People have been doing this for millennia. Political correctness has existed
in every generation and though what has been defined as the political
correctness of time changes, it is the nature of people to hate those who are
different or hold different opinions to those you may hold.

It is okay to have robust discussions. It is okay to actually hate the
viewpoints or lifestyles of others. What is seriously not okay, is to hate the
individual. They are just as important as you, irrespective of sex, age, race,
wealth, political viewpoint or religion or any other characteristic that makes
them different to you.

I am a disciple of Jesus Christ and I may hate a particular lifestyle, a
belief or viewpoint or particular attitude, but to hate the person is against
all that I have been taught. Especially, when I come from a place that is, in
effect, no different.
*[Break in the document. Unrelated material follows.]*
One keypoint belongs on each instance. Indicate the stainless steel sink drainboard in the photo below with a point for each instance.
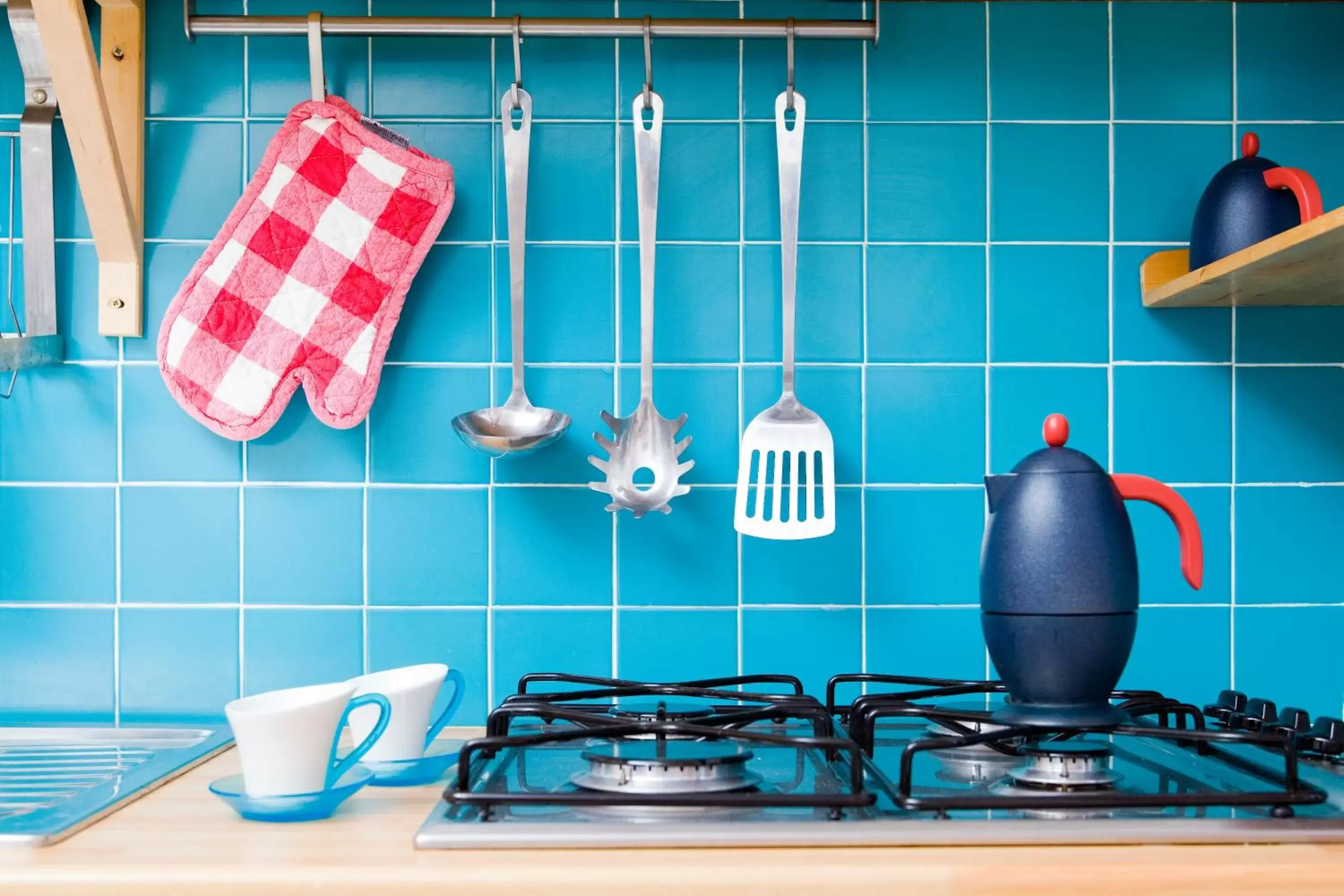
(57, 781)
All people are precious, so very precious. My God came
and lived as the perfect man and then chose a death so incredibly horrible
just to allow every single person who has ever lived or will ever live to have
the singular opportunity to be forgiven for every wrong they have done. We all
have the choice to accept this or refuse it. But in all essentials, no one is
able to make it in their own. In that everyone is alike, no exceptions bar the
one who is God and man, Jesus Christ.

As has been stated elsewhere by various people of varying beliefs and
viewpoints, if there is speech you do not like, then use more speech to
counter it. However, don't go to the place of killing someone just because
they are different or believe different things to you.